***
## Title

Programming for Data Analysis - Assignment 2020.  
Submitted by ***Jack Caffrey***
***

## Introduction

The following assignment was undertaken as part of the Higher Diploma in Science - Data Analytics course through the Galway-Mayo Institute of Technology, for the module Programming for Data Analysis. 

***Please note the following:***
1. The assignment critera will be outlined in the below ***Problem Statement*** section of the assignment.  
2. All reference will be indicated using [#]. These references will be listed in the ***References*** section of this assignment.
3. Markdown formatting references are as follows.   
     * Basic Syntax. Matt Cone. https://www.markdownguide.org/basic-syntax/
     * Extended Syntax. Matt Cone. https://www.markdownguide.org/extended-syntax/
     * Motivating Examples. Jupyter Team. https://jupyternotebook.readthedocs.io/en/stable/examples/Notebook/Typesetting%20Equations.html

### Problem Statement

Using a Jupyter notebook explain the use on the ***numpy.random*** package in Python.  
This explanation must include the following:  

1. The **purpose** of the package. 
2. The use of the **"Simple random data"** and **"Permutations"** functions.   
3. The use and purpose of at least five **"Distributions"** functions.   
4. Explain the use of **"seeds"** in generating pseudorandom numbers.   

***Note:***  
The problem statement was defined using the critera outlined in the Programming for Data Analysis Assignment [1]

***



## 1. History of NumPy. 

Before exploring the purpose of the ***numpy.random*** package it is important to provide a brief history of the development of the ***numPy*** package as a whole.  
  
The ***numPy*** package developed from the Python programmming language extensions ***Numeric*** and ***Numarray*** [2]. Numeric was largely developed by Jim Hugunin a software programmer in 1995, with contributions from many people including Jim Fulton, David Ascher, Paul DuBois, Konard Hinsen [3].  
Numeric was originally developed with maximum performance as it's main aim. A consicence of solely focusing efforts on maximum performance, resulted in design choices that meant Numeric was not extremely efficient for very large data sets [4]. (A data set is "*a collection of related sets of information that is composed of separate elements but can be manipulated as a unit by a computer*") [5].  
  
As a result of this poor efficiency when dealing with large data sets the Numarray package was developed. Numarray was developed to have faster operating speeds for larger data sets when compared to Numeric, but this lead to Numarray having slower operating speeds for smaller data sets versus Numeric. This lead to both packages being used simultaneoulsy depending on the desired output [6].  
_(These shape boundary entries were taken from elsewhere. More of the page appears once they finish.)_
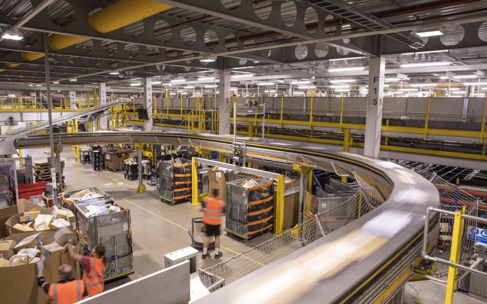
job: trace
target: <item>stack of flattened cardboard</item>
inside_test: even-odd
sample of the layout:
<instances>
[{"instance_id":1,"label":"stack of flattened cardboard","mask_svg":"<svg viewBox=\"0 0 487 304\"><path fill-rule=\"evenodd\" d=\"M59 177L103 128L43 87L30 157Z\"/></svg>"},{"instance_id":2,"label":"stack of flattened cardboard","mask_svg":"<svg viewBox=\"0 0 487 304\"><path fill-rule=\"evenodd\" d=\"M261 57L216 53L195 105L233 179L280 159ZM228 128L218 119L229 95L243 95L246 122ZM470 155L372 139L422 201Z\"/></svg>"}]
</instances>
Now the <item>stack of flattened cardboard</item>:
<instances>
[{"instance_id":1,"label":"stack of flattened cardboard","mask_svg":"<svg viewBox=\"0 0 487 304\"><path fill-rule=\"evenodd\" d=\"M79 252L76 234L53 232L30 232L14 235L0 240L0 252L8 253L0 258L0 286L2 303L50 302L48 295L37 285L35 263L43 260L44 276L49 282L56 282L57 271L62 264L73 267L73 275L80 278L79 263L69 257L67 244ZM10 249L11 248L11 249ZM13 253L10 256L8 256Z\"/></svg>"},{"instance_id":2,"label":"stack of flattened cardboard","mask_svg":"<svg viewBox=\"0 0 487 304\"><path fill-rule=\"evenodd\" d=\"M71 229L75 214L63 208L53 207L32 210L12 216L5 222L8 235L31 231L55 231L63 227Z\"/></svg>"},{"instance_id":3,"label":"stack of flattened cardboard","mask_svg":"<svg viewBox=\"0 0 487 304\"><path fill-rule=\"evenodd\" d=\"M71 196L71 198L73 199L73 200L76 202L77 201L84 201L90 199L100 198L103 197L103 196L102 193L95 191L94 190L85 189L84 190L82 190L79 192L77 192L73 194Z\"/></svg>"}]
</instances>

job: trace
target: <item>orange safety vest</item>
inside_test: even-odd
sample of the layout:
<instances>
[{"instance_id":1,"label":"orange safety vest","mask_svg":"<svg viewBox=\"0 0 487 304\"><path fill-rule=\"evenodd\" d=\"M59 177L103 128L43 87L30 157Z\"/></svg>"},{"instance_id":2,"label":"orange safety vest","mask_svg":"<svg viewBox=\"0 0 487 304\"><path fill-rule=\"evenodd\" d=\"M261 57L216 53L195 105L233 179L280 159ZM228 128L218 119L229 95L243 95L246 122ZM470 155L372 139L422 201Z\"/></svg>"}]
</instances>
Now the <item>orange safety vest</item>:
<instances>
[{"instance_id":1,"label":"orange safety vest","mask_svg":"<svg viewBox=\"0 0 487 304\"><path fill-rule=\"evenodd\" d=\"M206 207L203 212L203 222L208 225L222 223L225 203L215 198L210 198L205 202Z\"/></svg>"},{"instance_id":2,"label":"orange safety vest","mask_svg":"<svg viewBox=\"0 0 487 304\"><path fill-rule=\"evenodd\" d=\"M73 304L83 299L85 284L80 280L51 284L48 294L52 304Z\"/></svg>"},{"instance_id":3,"label":"orange safety vest","mask_svg":"<svg viewBox=\"0 0 487 304\"><path fill-rule=\"evenodd\" d=\"M105 286L103 280L103 273L105 272L105 264L103 259L89 257L90 259L90 272L83 270L83 280L86 286L86 291L90 296L98 294L103 291Z\"/></svg>"}]
</instances>

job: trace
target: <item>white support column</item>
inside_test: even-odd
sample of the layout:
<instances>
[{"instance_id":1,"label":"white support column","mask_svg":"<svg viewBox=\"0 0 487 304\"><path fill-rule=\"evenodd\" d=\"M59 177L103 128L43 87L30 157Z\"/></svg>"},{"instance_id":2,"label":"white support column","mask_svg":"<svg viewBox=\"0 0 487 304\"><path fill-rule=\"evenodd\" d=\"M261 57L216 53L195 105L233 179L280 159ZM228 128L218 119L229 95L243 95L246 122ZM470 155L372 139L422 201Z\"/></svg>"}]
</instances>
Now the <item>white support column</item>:
<instances>
[{"instance_id":1,"label":"white support column","mask_svg":"<svg viewBox=\"0 0 487 304\"><path fill-rule=\"evenodd\" d=\"M231 104L230 97L230 71L220 70L220 94L218 98L218 110L220 111L219 133L230 134L230 112Z\"/></svg>"},{"instance_id":2,"label":"white support column","mask_svg":"<svg viewBox=\"0 0 487 304\"><path fill-rule=\"evenodd\" d=\"M384 106L384 57L371 58L369 66L369 94L367 97L365 145L364 155L378 157L380 148L380 127Z\"/></svg>"},{"instance_id":3,"label":"white support column","mask_svg":"<svg viewBox=\"0 0 487 304\"><path fill-rule=\"evenodd\" d=\"M146 78L144 86L144 107L147 109L149 120L144 121L144 130L152 131L152 79Z\"/></svg>"},{"instance_id":4,"label":"white support column","mask_svg":"<svg viewBox=\"0 0 487 304\"><path fill-rule=\"evenodd\" d=\"M100 83L98 85L98 92L99 92L99 104L107 103L107 89L105 83ZM108 129L108 117L107 115L100 118L100 130Z\"/></svg>"},{"instance_id":5,"label":"white support column","mask_svg":"<svg viewBox=\"0 0 487 304\"><path fill-rule=\"evenodd\" d=\"M69 107L72 109L77 108L78 100L76 100L76 92L74 91L69 91Z\"/></svg>"}]
</instances>

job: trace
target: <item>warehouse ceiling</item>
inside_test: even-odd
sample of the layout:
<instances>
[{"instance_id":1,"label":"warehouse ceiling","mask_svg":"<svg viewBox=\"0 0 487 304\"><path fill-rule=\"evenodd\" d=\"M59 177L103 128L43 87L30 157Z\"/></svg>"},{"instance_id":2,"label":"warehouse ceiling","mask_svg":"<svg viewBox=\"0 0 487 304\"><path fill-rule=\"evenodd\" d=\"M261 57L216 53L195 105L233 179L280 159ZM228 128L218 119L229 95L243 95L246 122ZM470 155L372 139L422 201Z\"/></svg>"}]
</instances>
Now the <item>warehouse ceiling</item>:
<instances>
[{"instance_id":1,"label":"warehouse ceiling","mask_svg":"<svg viewBox=\"0 0 487 304\"><path fill-rule=\"evenodd\" d=\"M167 0L152 2L170 8L119 28L90 25L91 17L116 2L0 0L2 32L13 27L23 37L0 40L0 82L45 82L44 33L51 81L59 85L136 87L152 77L162 77L164 87L211 88L223 69L233 71L235 88L300 80L326 86L344 77L366 85L368 59L379 55L388 77L398 79L392 85L461 84L465 75L487 82L487 1ZM431 26L443 34L416 34ZM65 36L76 43L55 43ZM401 66L432 61L447 63Z\"/></svg>"}]
</instances>

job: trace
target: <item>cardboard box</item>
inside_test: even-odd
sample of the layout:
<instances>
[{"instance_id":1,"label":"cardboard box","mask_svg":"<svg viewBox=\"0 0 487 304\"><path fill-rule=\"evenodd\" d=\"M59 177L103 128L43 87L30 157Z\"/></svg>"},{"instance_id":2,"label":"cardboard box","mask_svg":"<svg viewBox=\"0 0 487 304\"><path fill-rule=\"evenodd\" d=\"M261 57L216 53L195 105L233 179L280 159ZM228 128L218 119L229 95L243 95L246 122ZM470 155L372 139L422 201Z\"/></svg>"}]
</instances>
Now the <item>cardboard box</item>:
<instances>
[{"instance_id":1,"label":"cardboard box","mask_svg":"<svg viewBox=\"0 0 487 304\"><path fill-rule=\"evenodd\" d=\"M40 210L20 213L20 216L19 217L19 221L21 223L25 223L35 220L38 215L40 214L41 211Z\"/></svg>"},{"instance_id":2,"label":"cardboard box","mask_svg":"<svg viewBox=\"0 0 487 304\"><path fill-rule=\"evenodd\" d=\"M299 180L297 179L291 182L285 184L285 191L288 190L299 186ZM277 187L274 189L277 191ZM277 192L274 192L274 225L275 226L275 203L277 199ZM299 195L300 192L294 194L285 196L284 197L284 208L283 215L283 228L292 227L298 223L299 212Z\"/></svg>"},{"instance_id":3,"label":"cardboard box","mask_svg":"<svg viewBox=\"0 0 487 304\"><path fill-rule=\"evenodd\" d=\"M34 225L34 229L36 231L45 231L51 229L51 226L44 222L40 222Z\"/></svg>"},{"instance_id":4,"label":"cardboard box","mask_svg":"<svg viewBox=\"0 0 487 304\"><path fill-rule=\"evenodd\" d=\"M14 240L19 242L23 239L34 235L27 233L7 237L5 240ZM41 239L43 244L49 244L54 238L55 232L44 232ZM76 252L79 252L79 247L76 243ZM62 263L68 263L73 267L74 278L81 278L79 263L69 258L64 254L60 259L53 260L48 258L44 261L44 276L49 282L56 282L59 279L57 270ZM1 261L0 261L1 263ZM54 270L53 271L53 270ZM0 268L0 286L2 291L2 303L29 303L29 304L48 304L51 302L49 296L37 285L37 269L33 263L21 264L15 267Z\"/></svg>"},{"instance_id":5,"label":"cardboard box","mask_svg":"<svg viewBox=\"0 0 487 304\"><path fill-rule=\"evenodd\" d=\"M20 213L28 212L33 209L43 210L40 206L24 199L18 200L17 201L17 206L0 209L0 237L5 238L12 234L9 233L7 225L7 222L11 217L16 215L18 217ZM17 222L20 222L17 221L16 223ZM10 227L13 227L16 223L13 223ZM18 231L17 233L22 232L23 232Z\"/></svg>"},{"instance_id":6,"label":"cardboard box","mask_svg":"<svg viewBox=\"0 0 487 304\"><path fill-rule=\"evenodd\" d=\"M14 226L12 227L12 229L14 230L14 231L17 233L28 232L29 231L34 231L36 230L33 228L31 228L27 225L22 225L19 223L17 223L14 225Z\"/></svg>"},{"instance_id":7,"label":"cardboard box","mask_svg":"<svg viewBox=\"0 0 487 304\"><path fill-rule=\"evenodd\" d=\"M224 202L226 200L227 186L225 183L229 180L229 173L221 171L214 167L208 170L208 196L213 197L212 191L214 188L218 189L218 198Z\"/></svg>"},{"instance_id":8,"label":"cardboard box","mask_svg":"<svg viewBox=\"0 0 487 304\"><path fill-rule=\"evenodd\" d=\"M45 223L49 226L51 221L52 221L52 215L51 214L39 214L34 221L34 226L41 223Z\"/></svg>"},{"instance_id":9,"label":"cardboard box","mask_svg":"<svg viewBox=\"0 0 487 304\"><path fill-rule=\"evenodd\" d=\"M70 210L56 206L50 208L48 210L49 213L52 215L53 219L62 218L71 223L74 222L76 220L75 214Z\"/></svg>"},{"instance_id":10,"label":"cardboard box","mask_svg":"<svg viewBox=\"0 0 487 304\"><path fill-rule=\"evenodd\" d=\"M59 258L61 255L66 251L66 249L57 243L51 243L42 246L41 249L41 259L46 260L49 257L50 258Z\"/></svg>"},{"instance_id":11,"label":"cardboard box","mask_svg":"<svg viewBox=\"0 0 487 304\"><path fill-rule=\"evenodd\" d=\"M24 248L36 248L41 242L41 240L43 237L44 235L42 232L29 235L18 242L15 247L14 247L14 250L19 251Z\"/></svg>"},{"instance_id":12,"label":"cardboard box","mask_svg":"<svg viewBox=\"0 0 487 304\"><path fill-rule=\"evenodd\" d=\"M17 242L13 240L0 241L0 258L9 258L14 254L14 247Z\"/></svg>"},{"instance_id":13,"label":"cardboard box","mask_svg":"<svg viewBox=\"0 0 487 304\"><path fill-rule=\"evenodd\" d=\"M17 266L20 264L26 264L28 262L29 256L27 254L22 255L14 255L10 258L11 266Z\"/></svg>"},{"instance_id":14,"label":"cardboard box","mask_svg":"<svg viewBox=\"0 0 487 304\"><path fill-rule=\"evenodd\" d=\"M36 263L37 263L37 262L40 260L41 260L41 258L38 257L36 256L36 257L32 258L32 259L30 261L29 261L29 263L35 264Z\"/></svg>"},{"instance_id":15,"label":"cardboard box","mask_svg":"<svg viewBox=\"0 0 487 304\"><path fill-rule=\"evenodd\" d=\"M62 218L58 218L52 221L49 227L51 229L57 229L62 227L69 227L71 225L71 223L67 220Z\"/></svg>"},{"instance_id":16,"label":"cardboard box","mask_svg":"<svg viewBox=\"0 0 487 304\"><path fill-rule=\"evenodd\" d=\"M0 267L10 267L10 262L5 258L0 257Z\"/></svg>"}]
</instances>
At the beginning of 2005, an American Data Scientist and Businessman Travis Oliphant [7] wanted to develop a single array package (An array "*is a data structure consisting of a collection of elements, each identified by at least one array index or key.*") [8]. The creation of this single package was called *SciPy core*, with the intention to implement this as part of the bigger scientific package *SciPy*. This approach lead to confusion of how the package operated, resulting in the name change to *numerix*. The *numerix* name was already trademarked by another organisation, as a result of this trademarking another name change was required and the package ***NumPy*** was born. [9]. 

### What is NumPy?

Numpy is described as "the fundamental package for scientific computing in Python". It is through this Python library that is possible to complete fast operations on arrays including but not limited to the following:  
1. Mathematical. 
2. Logical.
3. Shape Manipulation. 
4. Sorting.
5. Random Simulation. [10]

Note: For the purpose of the assignment random simulation (sampling) will be the main area of focus and the ***numpy.random*** package.
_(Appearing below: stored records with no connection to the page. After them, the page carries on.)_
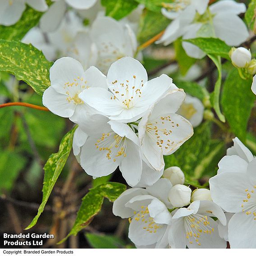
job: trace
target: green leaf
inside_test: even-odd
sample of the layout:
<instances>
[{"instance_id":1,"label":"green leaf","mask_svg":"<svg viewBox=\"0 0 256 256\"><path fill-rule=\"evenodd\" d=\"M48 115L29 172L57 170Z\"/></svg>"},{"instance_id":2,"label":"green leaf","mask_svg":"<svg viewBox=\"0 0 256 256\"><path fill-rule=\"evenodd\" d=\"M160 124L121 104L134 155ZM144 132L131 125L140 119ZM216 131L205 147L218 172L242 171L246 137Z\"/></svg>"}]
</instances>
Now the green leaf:
<instances>
[{"instance_id":1,"label":"green leaf","mask_svg":"<svg viewBox=\"0 0 256 256\"><path fill-rule=\"evenodd\" d=\"M225 117L221 113L219 107L219 94L220 93L220 87L221 86L221 62L220 57L219 56L210 55L208 54L208 57L214 62L218 69L218 79L215 86L213 96L213 108L216 112L216 114L221 122L225 122Z\"/></svg>"},{"instance_id":2,"label":"green leaf","mask_svg":"<svg viewBox=\"0 0 256 256\"><path fill-rule=\"evenodd\" d=\"M106 15L118 20L128 15L138 6L133 0L101 0L106 8Z\"/></svg>"},{"instance_id":3,"label":"green leaf","mask_svg":"<svg viewBox=\"0 0 256 256\"><path fill-rule=\"evenodd\" d=\"M146 8L151 11L160 12L164 3L172 3L174 0L135 0L135 1L144 5Z\"/></svg>"},{"instance_id":4,"label":"green leaf","mask_svg":"<svg viewBox=\"0 0 256 256\"><path fill-rule=\"evenodd\" d=\"M255 9L256 9L256 0L251 0L245 13L245 18L248 26L254 30L254 21L255 20Z\"/></svg>"},{"instance_id":5,"label":"green leaf","mask_svg":"<svg viewBox=\"0 0 256 256\"><path fill-rule=\"evenodd\" d=\"M248 120L256 99L251 91L252 80L243 80L236 69L224 82L221 105L232 131L243 143L246 139Z\"/></svg>"},{"instance_id":6,"label":"green leaf","mask_svg":"<svg viewBox=\"0 0 256 256\"><path fill-rule=\"evenodd\" d=\"M113 235L87 233L85 236L93 248L123 248L125 245L125 243L122 239Z\"/></svg>"},{"instance_id":7,"label":"green leaf","mask_svg":"<svg viewBox=\"0 0 256 256\"><path fill-rule=\"evenodd\" d=\"M182 47L181 38L178 38L174 43L175 51L175 59L178 62L180 73L183 76L186 75L190 67L196 62L196 59L189 57Z\"/></svg>"},{"instance_id":8,"label":"green leaf","mask_svg":"<svg viewBox=\"0 0 256 256\"><path fill-rule=\"evenodd\" d=\"M25 167L25 158L11 151L0 152L0 191L10 191L19 172Z\"/></svg>"},{"instance_id":9,"label":"green leaf","mask_svg":"<svg viewBox=\"0 0 256 256\"><path fill-rule=\"evenodd\" d=\"M208 95L207 90L196 82L190 81L176 80L175 84L179 88L182 88L186 93L198 98L202 101Z\"/></svg>"},{"instance_id":10,"label":"green leaf","mask_svg":"<svg viewBox=\"0 0 256 256\"><path fill-rule=\"evenodd\" d=\"M210 178L217 174L218 163L225 155L224 146L223 142L210 142L208 154L195 168L194 179L198 179L204 175Z\"/></svg>"},{"instance_id":11,"label":"green leaf","mask_svg":"<svg viewBox=\"0 0 256 256\"><path fill-rule=\"evenodd\" d=\"M170 22L161 14L144 9L141 16L138 40L141 44L145 43L165 29Z\"/></svg>"},{"instance_id":12,"label":"green leaf","mask_svg":"<svg viewBox=\"0 0 256 256\"><path fill-rule=\"evenodd\" d=\"M40 95L50 85L52 65L41 51L31 45L0 39L0 71L14 75Z\"/></svg>"},{"instance_id":13,"label":"green leaf","mask_svg":"<svg viewBox=\"0 0 256 256\"><path fill-rule=\"evenodd\" d=\"M20 19L12 26L0 26L0 38L5 40L21 40L27 32L38 23L43 13L27 7Z\"/></svg>"},{"instance_id":14,"label":"green leaf","mask_svg":"<svg viewBox=\"0 0 256 256\"><path fill-rule=\"evenodd\" d=\"M38 218L44 210L53 187L65 165L72 148L73 137L77 127L77 126L74 127L64 136L60 142L59 151L50 155L44 167L45 177L42 190L42 203L39 206L37 214L34 218L31 223L25 229L30 229L36 224Z\"/></svg>"},{"instance_id":15,"label":"green leaf","mask_svg":"<svg viewBox=\"0 0 256 256\"><path fill-rule=\"evenodd\" d=\"M175 153L165 157L165 168L178 166L192 179L195 169L206 155L210 149L210 125L208 122L195 128L194 135Z\"/></svg>"},{"instance_id":16,"label":"green leaf","mask_svg":"<svg viewBox=\"0 0 256 256\"><path fill-rule=\"evenodd\" d=\"M218 38L197 37L183 40L199 47L206 54L216 55L229 59L229 52L231 47Z\"/></svg>"},{"instance_id":17,"label":"green leaf","mask_svg":"<svg viewBox=\"0 0 256 256\"><path fill-rule=\"evenodd\" d=\"M65 241L68 238L76 235L81 229L88 225L92 218L101 210L104 197L114 201L126 189L123 184L108 182L90 190L83 197L75 223L69 234L58 243Z\"/></svg>"}]
</instances>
### Random Sampling & the *numpy.random* Packcage

Random sampling is a method used to select a sample of data from a larger data population.  
In random sampling each sample of the data population has an equal chance of being selected. This selection is meant to be a netural and unbiased portayal of the larger data population it is selected from. If the selection does not represent a netural and unbiased portayal of the larger data population this is known as "*sampling error*" [11].  
  
Random sampling is the best method of selecting samples from the data population you are interested in. The sample selected should portray the data population you are investigating and remove sampling bias. [12]. 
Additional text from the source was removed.